Simplesmente funciona. Só que não #
É claro: gostamos quando alguém simplesmente resolve os nossos problemas. De Deus até o entregador da Amazon. Até nos dispomos a algum nível de compromisso: pagar boletos, rezar alguns minutos por dia.
Também exercemos um papel no contrato social da conveniência: às vezes, nós somos o resolvedor dos problemas alheios. Você cuida da minha ignorância e eu da sua.
Isso deveria funcionar.
Deveria.
E funciona. Ainda assim, existem inúmeras falhas e consequências invisíveis no gerenciamento da conveniência. O tempo todo. É isso que grupos como o REvil revelam: vivemos numa frágil ilusão de eficiência. É uma espécie de transparência forçada.
E então? #
Ataques terroristas e hackings sugerem vários tipos de ajustes numa sociedade.
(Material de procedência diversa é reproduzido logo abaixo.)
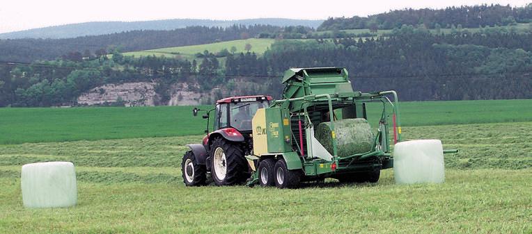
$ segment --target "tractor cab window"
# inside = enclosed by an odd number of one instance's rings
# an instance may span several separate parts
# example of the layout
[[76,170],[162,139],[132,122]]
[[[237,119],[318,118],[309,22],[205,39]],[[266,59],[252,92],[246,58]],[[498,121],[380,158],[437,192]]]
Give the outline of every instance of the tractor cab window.
[[216,120],[214,120],[214,130],[228,126],[227,123],[227,104],[218,104],[216,106]]
[[255,112],[267,106],[267,102],[260,101],[230,103],[229,108],[231,111],[231,126],[239,131],[251,131],[251,119]]

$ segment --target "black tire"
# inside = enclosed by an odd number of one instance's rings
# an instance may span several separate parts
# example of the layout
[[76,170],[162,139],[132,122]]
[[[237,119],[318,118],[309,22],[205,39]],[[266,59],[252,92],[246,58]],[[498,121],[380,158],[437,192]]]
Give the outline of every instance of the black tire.
[[183,155],[181,162],[181,176],[187,186],[201,186],[205,184],[207,168],[196,162],[194,154],[188,151]]
[[[217,151],[221,150],[225,154],[225,160],[217,160],[215,154]],[[247,161],[244,157],[244,151],[239,144],[231,142],[224,138],[217,137],[210,147],[210,174],[212,181],[218,186],[233,185],[240,184],[249,178],[251,174],[247,167]],[[225,169],[225,176],[219,178],[217,174],[215,161],[220,161]]]
[[274,167],[275,185],[279,188],[297,188],[301,182],[301,170],[289,170],[284,159],[279,159]]
[[273,158],[267,158],[258,165],[258,182],[260,186],[274,186],[274,167],[275,167],[275,160]]

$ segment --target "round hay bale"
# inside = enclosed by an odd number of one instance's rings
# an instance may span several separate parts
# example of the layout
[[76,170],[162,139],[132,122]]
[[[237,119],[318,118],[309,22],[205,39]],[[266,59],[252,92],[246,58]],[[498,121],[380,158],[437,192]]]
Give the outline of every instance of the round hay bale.
[[393,146],[396,183],[441,183],[445,181],[444,149],[439,140],[416,140]]
[[[366,119],[346,119],[334,122],[336,135],[336,151],[340,157],[370,151],[373,143],[373,133]],[[333,154],[331,122],[318,125],[315,137],[324,147]]]
[[77,201],[76,172],[70,162],[24,165],[20,183],[26,208],[69,207]]

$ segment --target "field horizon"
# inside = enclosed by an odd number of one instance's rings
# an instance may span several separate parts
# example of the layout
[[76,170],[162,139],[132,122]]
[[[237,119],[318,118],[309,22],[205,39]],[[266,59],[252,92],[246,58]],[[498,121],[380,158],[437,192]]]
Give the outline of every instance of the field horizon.
[[[459,150],[444,155],[442,184],[396,185],[389,169],[376,183],[296,190],[185,187],[185,144],[201,141],[205,124],[191,106],[0,109],[0,233],[531,233],[530,103],[401,103],[404,140]],[[175,128],[183,135],[164,135]],[[6,144],[15,132],[53,141]],[[117,138],[97,139],[107,134]],[[47,161],[74,163],[75,207],[24,208],[22,166]]]

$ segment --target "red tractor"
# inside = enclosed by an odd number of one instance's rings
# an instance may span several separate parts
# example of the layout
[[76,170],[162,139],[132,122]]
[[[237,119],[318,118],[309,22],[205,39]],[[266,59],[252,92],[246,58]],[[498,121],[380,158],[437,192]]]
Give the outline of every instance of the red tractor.
[[[205,111],[208,133],[202,144],[191,144],[183,156],[181,169],[183,182],[187,186],[206,184],[207,174],[210,173],[217,185],[241,184],[247,180],[251,172],[244,158],[251,154],[251,119],[259,108],[269,106],[271,96],[258,95],[232,97],[218,100],[214,108],[194,108],[193,114]],[[214,111],[212,128],[209,133],[211,112]]]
Mas, geralmente, implementamos apenas um: colocar mais um cadeado na porta, delegar mais poder para alguém (Estado ou corporação).
Por que não investigar outras alternativas? Por exemplo:
- Diminuir o tamanho das corporações.
- Descentralizar o gerenciamento dos processos, o que traria um efeito similar ao de ter muitos motores num avião (se um falha, outro assume o trabalho).
- Adaptar processos a contextos mais adequados para cada comunidade.
- Investir em desalienação.
- Garantir a diversidade na prestação de serviços essenciais.
- Proteger a diversidade de demandas. Por exemplo, se há lobby e marketing para consumirmos as mesmas coisas, maior é o alcance dos ataques às corporações.
E ok. Paro por aqui. Estes são pontos de vista que trazem os seus próprios problemas. Essencialmente, é o clássico debate entre autogestão e controle institucional. Em outras palavras, as pessoas realmente conseguiriam se informar e implementar soluções melhores que as corporativas?
Como sempre, fica um grande não sei.
Ainda assim, eu gostaria que você saísse com, pelo menos, uma ideia desse texto: a de que delegar mais poder e criar mais pontos de alienação são soluções ilusórias. Elas geram ainda mais pontos frágeis, exploráveis por terroristas. Ou por sequestradores de dados.